U.S. Senator Roger Marshall (R-Kan.) has highlighted Kansas’ voluntary efforts to better care for the environment as the spotlight remains on the state throughout the 2023 Farm Bill legislative process.
“While we hold hearings for the 2023 Farm Bill, I want to highlight the fact that Kansans are working hard every day to protect our environment and conserve precious resources our ag economy needs to thrive. Kansas farmers, ranchers, growers, and producers are finding unique and practical ways to preserve our land and protect our water and air. Their efforts are worthy of everyone’s praise,” said Sen. Marshall.

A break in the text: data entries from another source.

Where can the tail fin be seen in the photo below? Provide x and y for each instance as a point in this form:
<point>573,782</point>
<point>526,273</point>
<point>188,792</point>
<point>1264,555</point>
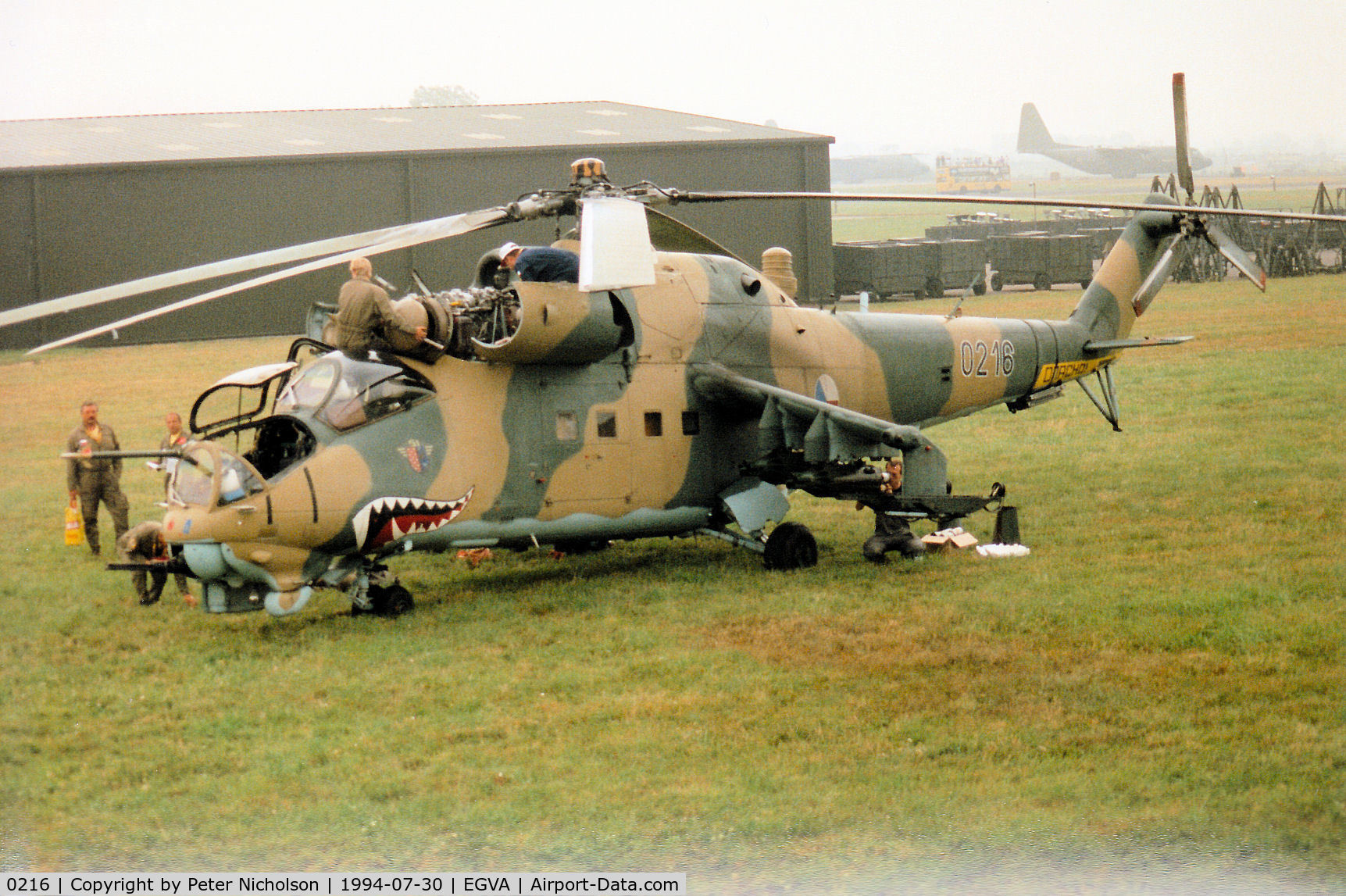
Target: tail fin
<point>1107,309</point>
<point>1033,134</point>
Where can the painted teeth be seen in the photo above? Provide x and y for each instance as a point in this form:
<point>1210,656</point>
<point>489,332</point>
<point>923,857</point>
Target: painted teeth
<point>387,519</point>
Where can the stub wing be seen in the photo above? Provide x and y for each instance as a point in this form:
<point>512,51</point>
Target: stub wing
<point>826,432</point>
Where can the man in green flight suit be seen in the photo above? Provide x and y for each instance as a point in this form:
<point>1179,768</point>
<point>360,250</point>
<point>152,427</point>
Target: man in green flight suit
<point>96,479</point>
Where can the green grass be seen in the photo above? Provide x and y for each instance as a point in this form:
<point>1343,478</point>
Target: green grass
<point>1161,681</point>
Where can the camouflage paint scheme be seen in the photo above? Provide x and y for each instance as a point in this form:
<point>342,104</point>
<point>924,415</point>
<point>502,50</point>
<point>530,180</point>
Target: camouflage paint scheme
<point>631,413</point>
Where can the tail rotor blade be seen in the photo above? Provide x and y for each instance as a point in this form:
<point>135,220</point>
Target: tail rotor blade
<point>1180,135</point>
<point>1154,283</point>
<point>1236,256</point>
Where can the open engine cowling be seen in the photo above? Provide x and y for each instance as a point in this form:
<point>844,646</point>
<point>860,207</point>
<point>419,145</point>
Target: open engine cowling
<point>558,324</point>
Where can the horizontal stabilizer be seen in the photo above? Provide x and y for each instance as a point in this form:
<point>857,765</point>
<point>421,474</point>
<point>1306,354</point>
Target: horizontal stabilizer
<point>1144,342</point>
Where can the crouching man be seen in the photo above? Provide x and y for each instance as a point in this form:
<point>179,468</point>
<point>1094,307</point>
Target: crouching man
<point>145,544</point>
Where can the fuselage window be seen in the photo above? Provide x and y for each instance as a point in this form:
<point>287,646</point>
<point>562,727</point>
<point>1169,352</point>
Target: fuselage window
<point>567,427</point>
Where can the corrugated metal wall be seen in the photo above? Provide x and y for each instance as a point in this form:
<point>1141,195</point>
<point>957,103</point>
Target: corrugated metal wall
<point>68,230</point>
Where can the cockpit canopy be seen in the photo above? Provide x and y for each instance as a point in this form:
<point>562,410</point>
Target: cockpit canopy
<point>345,393</point>
<point>251,445</point>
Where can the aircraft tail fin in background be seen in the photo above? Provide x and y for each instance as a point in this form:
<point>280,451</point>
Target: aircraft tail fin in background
<point>1033,132</point>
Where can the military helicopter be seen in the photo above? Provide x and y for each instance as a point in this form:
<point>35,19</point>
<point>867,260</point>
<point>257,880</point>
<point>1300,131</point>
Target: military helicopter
<point>672,391</point>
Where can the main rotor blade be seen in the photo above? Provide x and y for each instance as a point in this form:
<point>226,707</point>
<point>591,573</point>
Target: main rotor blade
<point>411,236</point>
<point>727,195</point>
<point>1237,257</point>
<point>223,268</point>
<point>1180,135</point>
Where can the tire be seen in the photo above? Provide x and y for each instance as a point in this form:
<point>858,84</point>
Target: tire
<point>391,601</point>
<point>791,547</point>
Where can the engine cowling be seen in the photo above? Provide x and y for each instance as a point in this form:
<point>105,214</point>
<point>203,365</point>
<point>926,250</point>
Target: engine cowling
<point>559,324</point>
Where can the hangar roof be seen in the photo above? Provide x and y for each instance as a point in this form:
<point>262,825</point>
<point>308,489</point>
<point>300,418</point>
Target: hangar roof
<point>57,143</point>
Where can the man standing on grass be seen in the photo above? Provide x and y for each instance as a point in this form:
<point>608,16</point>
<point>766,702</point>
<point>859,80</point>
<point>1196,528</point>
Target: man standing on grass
<point>93,479</point>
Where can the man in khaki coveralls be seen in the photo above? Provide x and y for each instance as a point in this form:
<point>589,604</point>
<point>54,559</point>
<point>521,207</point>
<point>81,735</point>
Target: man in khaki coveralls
<point>93,479</point>
<point>365,314</point>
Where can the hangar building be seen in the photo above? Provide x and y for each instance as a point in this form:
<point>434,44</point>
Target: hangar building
<point>91,202</point>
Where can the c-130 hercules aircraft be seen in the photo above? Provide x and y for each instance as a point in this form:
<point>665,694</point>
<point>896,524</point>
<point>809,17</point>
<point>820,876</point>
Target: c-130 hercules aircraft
<point>673,391</point>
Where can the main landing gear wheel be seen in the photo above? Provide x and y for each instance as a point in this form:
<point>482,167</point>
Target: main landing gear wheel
<point>791,547</point>
<point>387,600</point>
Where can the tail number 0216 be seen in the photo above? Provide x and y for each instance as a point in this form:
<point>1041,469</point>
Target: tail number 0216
<point>987,359</point>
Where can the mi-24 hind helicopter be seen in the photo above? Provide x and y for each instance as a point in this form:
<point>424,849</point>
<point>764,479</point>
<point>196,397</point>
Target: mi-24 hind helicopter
<point>673,389</point>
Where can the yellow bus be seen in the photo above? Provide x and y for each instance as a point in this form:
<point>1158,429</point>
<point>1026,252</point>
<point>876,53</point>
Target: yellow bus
<point>971,175</point>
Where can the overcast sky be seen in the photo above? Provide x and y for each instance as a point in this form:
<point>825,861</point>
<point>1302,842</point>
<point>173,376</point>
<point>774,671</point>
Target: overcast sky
<point>934,76</point>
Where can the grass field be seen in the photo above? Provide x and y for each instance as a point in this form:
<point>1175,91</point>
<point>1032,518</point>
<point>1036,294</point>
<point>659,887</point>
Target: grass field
<point>1158,687</point>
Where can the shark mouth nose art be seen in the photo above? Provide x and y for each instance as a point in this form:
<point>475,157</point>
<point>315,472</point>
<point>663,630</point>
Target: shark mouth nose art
<point>387,519</point>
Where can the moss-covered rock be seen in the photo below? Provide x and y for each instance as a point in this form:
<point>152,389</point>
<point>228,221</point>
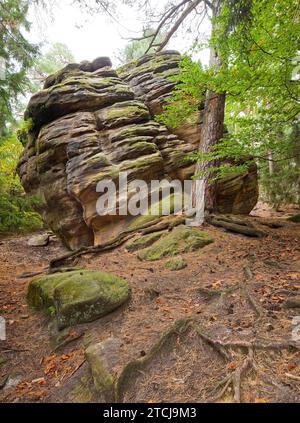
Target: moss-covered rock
<point>293,302</point>
<point>182,239</point>
<point>177,263</point>
<point>143,241</point>
<point>79,296</point>
<point>102,358</point>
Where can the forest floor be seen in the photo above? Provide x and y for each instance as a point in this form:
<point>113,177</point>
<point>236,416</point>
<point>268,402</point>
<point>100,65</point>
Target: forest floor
<point>211,289</point>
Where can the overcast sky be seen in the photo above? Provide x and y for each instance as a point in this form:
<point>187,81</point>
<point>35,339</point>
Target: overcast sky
<point>89,36</point>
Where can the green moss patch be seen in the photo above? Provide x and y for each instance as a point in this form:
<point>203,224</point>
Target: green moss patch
<point>79,296</point>
<point>295,218</point>
<point>143,241</point>
<point>177,263</point>
<point>182,239</point>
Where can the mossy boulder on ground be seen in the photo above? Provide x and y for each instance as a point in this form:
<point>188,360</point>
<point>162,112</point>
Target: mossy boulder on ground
<point>78,297</point>
<point>102,358</point>
<point>295,218</point>
<point>176,263</point>
<point>143,241</point>
<point>182,239</point>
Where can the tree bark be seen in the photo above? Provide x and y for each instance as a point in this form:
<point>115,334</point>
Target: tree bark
<point>204,192</point>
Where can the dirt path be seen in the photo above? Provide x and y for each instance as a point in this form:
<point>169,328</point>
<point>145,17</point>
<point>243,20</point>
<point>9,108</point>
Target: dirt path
<point>159,298</point>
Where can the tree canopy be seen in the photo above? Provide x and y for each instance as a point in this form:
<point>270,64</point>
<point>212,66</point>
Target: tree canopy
<point>17,55</point>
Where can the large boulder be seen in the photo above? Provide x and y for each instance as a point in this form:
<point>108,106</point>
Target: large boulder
<point>77,297</point>
<point>182,239</point>
<point>90,123</point>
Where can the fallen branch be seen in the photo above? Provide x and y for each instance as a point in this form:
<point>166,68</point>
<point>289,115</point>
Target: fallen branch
<point>237,228</point>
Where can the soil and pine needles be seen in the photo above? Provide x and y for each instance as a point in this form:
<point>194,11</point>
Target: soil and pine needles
<point>236,345</point>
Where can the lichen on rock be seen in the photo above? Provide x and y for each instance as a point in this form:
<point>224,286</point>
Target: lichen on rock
<point>79,296</point>
<point>91,122</point>
<point>182,239</point>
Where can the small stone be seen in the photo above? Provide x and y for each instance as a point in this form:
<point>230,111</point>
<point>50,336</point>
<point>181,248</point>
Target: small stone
<point>177,263</point>
<point>102,358</point>
<point>39,240</point>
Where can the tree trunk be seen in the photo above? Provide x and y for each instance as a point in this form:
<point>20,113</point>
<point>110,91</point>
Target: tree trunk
<point>204,192</point>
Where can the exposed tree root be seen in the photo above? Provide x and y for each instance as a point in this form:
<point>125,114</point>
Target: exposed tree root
<point>229,224</point>
<point>117,241</point>
<point>248,363</point>
<point>244,288</point>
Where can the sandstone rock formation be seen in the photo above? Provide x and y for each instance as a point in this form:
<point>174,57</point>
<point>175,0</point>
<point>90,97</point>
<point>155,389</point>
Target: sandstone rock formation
<point>89,123</point>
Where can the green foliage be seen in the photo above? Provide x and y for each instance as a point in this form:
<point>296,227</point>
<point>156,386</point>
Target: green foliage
<point>136,48</point>
<point>16,57</point>
<point>16,209</point>
<point>58,56</point>
<point>258,43</point>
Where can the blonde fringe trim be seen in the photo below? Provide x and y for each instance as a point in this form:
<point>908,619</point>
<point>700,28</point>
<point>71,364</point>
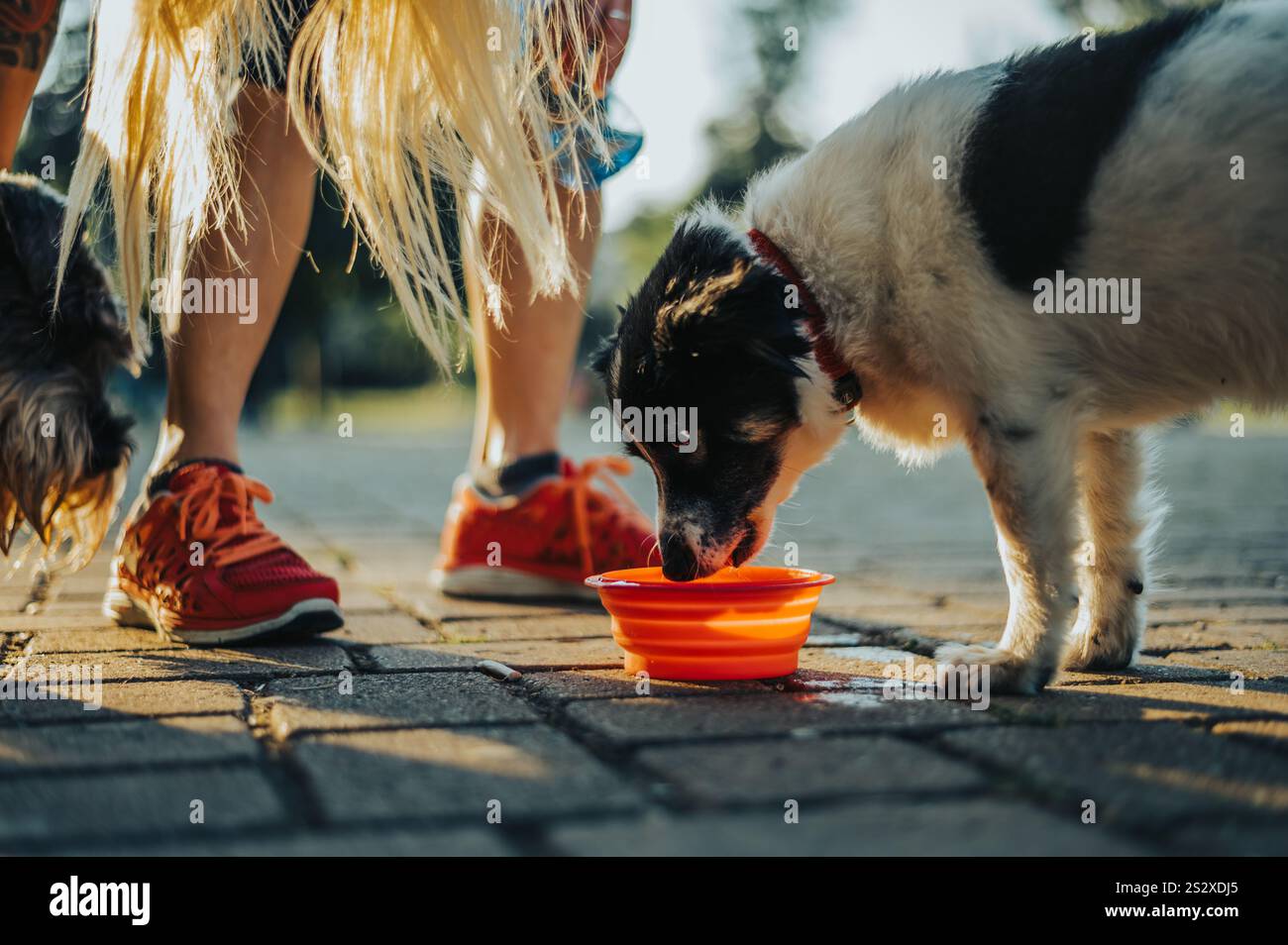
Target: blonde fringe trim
<point>387,95</point>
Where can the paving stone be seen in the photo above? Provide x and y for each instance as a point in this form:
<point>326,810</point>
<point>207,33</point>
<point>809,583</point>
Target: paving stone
<point>381,628</point>
<point>478,841</point>
<point>258,662</point>
<point>1237,595</point>
<point>121,744</point>
<point>154,803</point>
<point>98,640</point>
<point>877,828</point>
<point>454,773</point>
<point>1137,774</point>
<point>391,700</point>
<point>1215,636</point>
<point>520,654</point>
<point>1267,733</point>
<point>357,597</point>
<point>132,700</point>
<point>1144,702</point>
<point>871,662</point>
<point>1188,613</point>
<point>429,605</point>
<point>849,708</point>
<point>606,683</point>
<point>536,627</point>
<point>1254,665</point>
<point>54,619</point>
<point>1144,670</point>
<point>769,770</point>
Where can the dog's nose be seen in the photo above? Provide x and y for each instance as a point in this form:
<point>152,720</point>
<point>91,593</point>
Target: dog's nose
<point>679,561</point>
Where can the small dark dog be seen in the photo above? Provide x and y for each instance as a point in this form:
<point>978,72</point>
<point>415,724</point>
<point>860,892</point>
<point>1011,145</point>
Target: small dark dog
<point>63,452</point>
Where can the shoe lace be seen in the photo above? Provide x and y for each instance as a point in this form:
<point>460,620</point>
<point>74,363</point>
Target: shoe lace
<point>202,511</point>
<point>583,480</point>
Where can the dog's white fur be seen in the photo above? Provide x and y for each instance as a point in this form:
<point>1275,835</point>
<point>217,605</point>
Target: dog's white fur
<point>914,306</point>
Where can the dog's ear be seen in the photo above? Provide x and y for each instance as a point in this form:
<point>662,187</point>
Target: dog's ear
<point>110,438</point>
<point>33,217</point>
<point>603,357</point>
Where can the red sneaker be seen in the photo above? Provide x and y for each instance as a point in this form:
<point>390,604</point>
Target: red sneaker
<point>241,582</point>
<point>545,542</point>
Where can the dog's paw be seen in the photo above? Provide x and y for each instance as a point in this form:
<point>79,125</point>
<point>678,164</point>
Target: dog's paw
<point>1006,671</point>
<point>1091,652</point>
<point>1107,643</point>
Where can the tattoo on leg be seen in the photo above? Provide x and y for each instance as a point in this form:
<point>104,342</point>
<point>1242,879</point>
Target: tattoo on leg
<point>27,31</point>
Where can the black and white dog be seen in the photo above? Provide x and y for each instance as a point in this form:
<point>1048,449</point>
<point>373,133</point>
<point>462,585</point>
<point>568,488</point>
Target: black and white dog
<point>907,273</point>
<point>63,451</point>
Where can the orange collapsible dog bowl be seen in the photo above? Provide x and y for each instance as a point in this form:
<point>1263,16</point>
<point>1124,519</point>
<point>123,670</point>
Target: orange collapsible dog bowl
<point>742,623</point>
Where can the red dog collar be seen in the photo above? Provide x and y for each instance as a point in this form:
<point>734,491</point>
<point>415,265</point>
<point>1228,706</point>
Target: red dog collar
<point>845,382</point>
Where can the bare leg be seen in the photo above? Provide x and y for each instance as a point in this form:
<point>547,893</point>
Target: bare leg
<point>25,46</point>
<point>213,356</point>
<point>1109,627</point>
<point>1028,472</point>
<point>523,369</point>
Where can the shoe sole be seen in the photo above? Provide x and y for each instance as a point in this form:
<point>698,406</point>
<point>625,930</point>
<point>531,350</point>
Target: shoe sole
<point>304,618</point>
<point>505,583</point>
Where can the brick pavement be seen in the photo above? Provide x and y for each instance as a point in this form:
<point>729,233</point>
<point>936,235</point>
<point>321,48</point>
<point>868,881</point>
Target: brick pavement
<point>384,737</point>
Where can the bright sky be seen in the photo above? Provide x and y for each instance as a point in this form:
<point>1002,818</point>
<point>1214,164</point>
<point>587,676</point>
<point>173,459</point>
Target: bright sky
<point>683,68</point>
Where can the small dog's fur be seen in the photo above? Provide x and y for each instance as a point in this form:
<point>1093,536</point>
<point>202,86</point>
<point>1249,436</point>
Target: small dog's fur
<point>1113,162</point>
<point>63,452</point>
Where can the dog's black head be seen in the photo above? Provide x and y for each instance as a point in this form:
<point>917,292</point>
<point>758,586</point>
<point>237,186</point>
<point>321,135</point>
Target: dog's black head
<point>62,448</point>
<point>713,336</point>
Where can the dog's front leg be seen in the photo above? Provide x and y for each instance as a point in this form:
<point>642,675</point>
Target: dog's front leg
<point>1112,609</point>
<point>1028,472</point>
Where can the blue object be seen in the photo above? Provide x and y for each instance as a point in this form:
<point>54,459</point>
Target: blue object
<point>585,165</point>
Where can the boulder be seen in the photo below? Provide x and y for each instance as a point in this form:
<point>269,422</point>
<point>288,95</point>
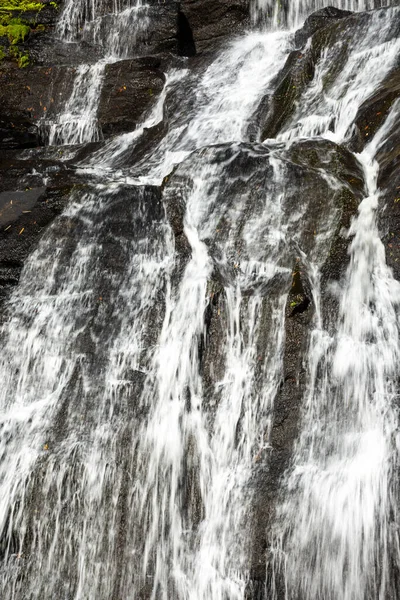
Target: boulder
<point>373,112</point>
<point>130,88</point>
<point>211,21</point>
<point>323,185</point>
<point>27,98</point>
<point>318,20</point>
<point>291,83</point>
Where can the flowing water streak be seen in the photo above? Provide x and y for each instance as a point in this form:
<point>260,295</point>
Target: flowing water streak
<point>329,105</point>
<point>334,531</point>
<point>69,388</point>
<point>292,13</point>
<point>116,34</point>
<point>225,97</point>
<point>209,440</point>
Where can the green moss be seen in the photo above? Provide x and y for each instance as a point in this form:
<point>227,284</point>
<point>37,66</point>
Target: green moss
<point>14,29</point>
<point>22,5</point>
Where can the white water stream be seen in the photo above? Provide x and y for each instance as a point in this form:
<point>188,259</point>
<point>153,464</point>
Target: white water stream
<point>125,474</point>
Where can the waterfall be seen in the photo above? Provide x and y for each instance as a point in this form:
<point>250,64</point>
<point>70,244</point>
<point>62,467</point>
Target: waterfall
<point>146,348</point>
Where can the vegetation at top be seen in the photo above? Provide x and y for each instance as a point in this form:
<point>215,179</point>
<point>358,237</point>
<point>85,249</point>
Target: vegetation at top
<point>22,5</point>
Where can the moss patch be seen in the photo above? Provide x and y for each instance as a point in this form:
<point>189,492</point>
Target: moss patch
<point>15,28</point>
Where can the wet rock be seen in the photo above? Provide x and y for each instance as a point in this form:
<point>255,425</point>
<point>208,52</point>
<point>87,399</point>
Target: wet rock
<point>389,201</point>
<point>24,216</point>
<point>212,21</point>
<point>318,20</point>
<point>323,186</point>
<point>335,41</point>
<point>27,97</point>
<point>130,88</point>
<point>374,110</point>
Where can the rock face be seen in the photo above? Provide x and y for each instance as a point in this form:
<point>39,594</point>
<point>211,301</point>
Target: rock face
<point>28,97</point>
<point>130,87</point>
<point>263,214</point>
<point>243,183</point>
<point>331,32</point>
<point>212,22</point>
<point>318,20</point>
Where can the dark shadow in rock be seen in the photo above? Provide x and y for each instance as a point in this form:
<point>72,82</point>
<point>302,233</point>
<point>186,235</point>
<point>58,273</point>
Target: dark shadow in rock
<point>186,44</point>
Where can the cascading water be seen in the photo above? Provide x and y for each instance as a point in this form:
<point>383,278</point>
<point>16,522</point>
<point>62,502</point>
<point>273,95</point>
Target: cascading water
<point>143,349</point>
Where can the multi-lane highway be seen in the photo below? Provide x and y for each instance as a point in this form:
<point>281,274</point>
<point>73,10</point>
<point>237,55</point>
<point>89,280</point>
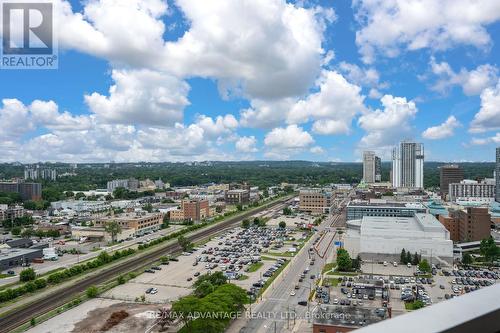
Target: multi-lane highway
<point>278,308</point>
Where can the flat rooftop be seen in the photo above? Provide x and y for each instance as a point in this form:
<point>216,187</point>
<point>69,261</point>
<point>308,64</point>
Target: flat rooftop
<point>346,316</point>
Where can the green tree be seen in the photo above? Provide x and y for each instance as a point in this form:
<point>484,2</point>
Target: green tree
<point>16,231</point>
<point>344,262</point>
<point>27,233</point>
<point>92,292</point>
<point>466,259</point>
<point>424,266</point>
<point>27,274</point>
<point>113,228</point>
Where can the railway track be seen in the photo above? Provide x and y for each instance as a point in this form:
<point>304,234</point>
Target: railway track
<point>11,321</point>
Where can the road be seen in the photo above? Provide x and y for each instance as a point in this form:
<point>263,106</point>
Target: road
<point>53,300</point>
<point>71,259</point>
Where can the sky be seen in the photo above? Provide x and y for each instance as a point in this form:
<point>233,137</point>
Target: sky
<point>232,80</point>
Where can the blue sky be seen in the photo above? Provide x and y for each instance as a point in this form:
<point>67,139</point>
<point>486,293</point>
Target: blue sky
<point>269,79</point>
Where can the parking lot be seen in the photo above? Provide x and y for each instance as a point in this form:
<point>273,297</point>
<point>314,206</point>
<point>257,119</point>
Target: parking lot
<point>236,252</point>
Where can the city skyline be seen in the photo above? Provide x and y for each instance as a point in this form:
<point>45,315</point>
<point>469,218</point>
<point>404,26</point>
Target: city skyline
<point>176,88</point>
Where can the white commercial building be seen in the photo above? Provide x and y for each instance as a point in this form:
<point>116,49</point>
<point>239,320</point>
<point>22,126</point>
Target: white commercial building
<point>408,165</point>
<point>422,234</point>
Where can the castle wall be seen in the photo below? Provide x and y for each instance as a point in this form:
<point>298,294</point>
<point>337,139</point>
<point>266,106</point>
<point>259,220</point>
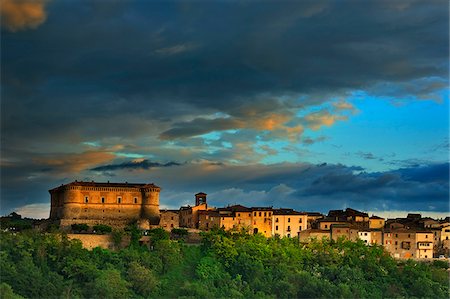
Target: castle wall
<point>104,204</point>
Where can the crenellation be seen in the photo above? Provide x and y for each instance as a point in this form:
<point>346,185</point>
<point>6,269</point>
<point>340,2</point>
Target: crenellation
<point>105,203</point>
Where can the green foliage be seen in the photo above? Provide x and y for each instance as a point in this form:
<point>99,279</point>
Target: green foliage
<point>102,229</point>
<point>158,234</point>
<point>6,292</point>
<point>143,280</point>
<point>135,234</point>
<point>80,227</point>
<point>15,222</point>
<point>117,236</point>
<point>238,265</point>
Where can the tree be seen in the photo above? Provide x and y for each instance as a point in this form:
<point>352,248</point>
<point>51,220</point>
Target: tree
<point>143,280</point>
<point>102,229</point>
<point>109,284</point>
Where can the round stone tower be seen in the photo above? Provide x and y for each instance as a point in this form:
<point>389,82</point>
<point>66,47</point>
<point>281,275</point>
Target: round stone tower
<point>150,203</point>
<point>72,202</point>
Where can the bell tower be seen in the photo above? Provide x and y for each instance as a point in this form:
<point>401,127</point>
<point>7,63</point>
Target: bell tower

Marshall spoke with rancher Joe Carpenter as many in the Flint Hills prepare for the controlled burn of pastures ahead of the start of the summer grazing season. With the area being the last tallgrass ecosystem in the U.S., he said it is crucial that landowners preserve the landscape and ecosystem
According to the Senator, ranchers like Carpenter use controlled burns to do so. He said everything in the Flint Hills is shaped by fire - animals, grass, shrubs and trees. For thousands of years, fire has been set to prairies to kill invasive species and encourage new growth to attract bison for hunting.
Marshall said the need for fire continues as plants, animals and the economy still rely on it. He said the tallgrass prairie once covered 170 million acres from Texas to Canada to Ohio. Now, less than 4% remains intact - mostly in the Flint Hills.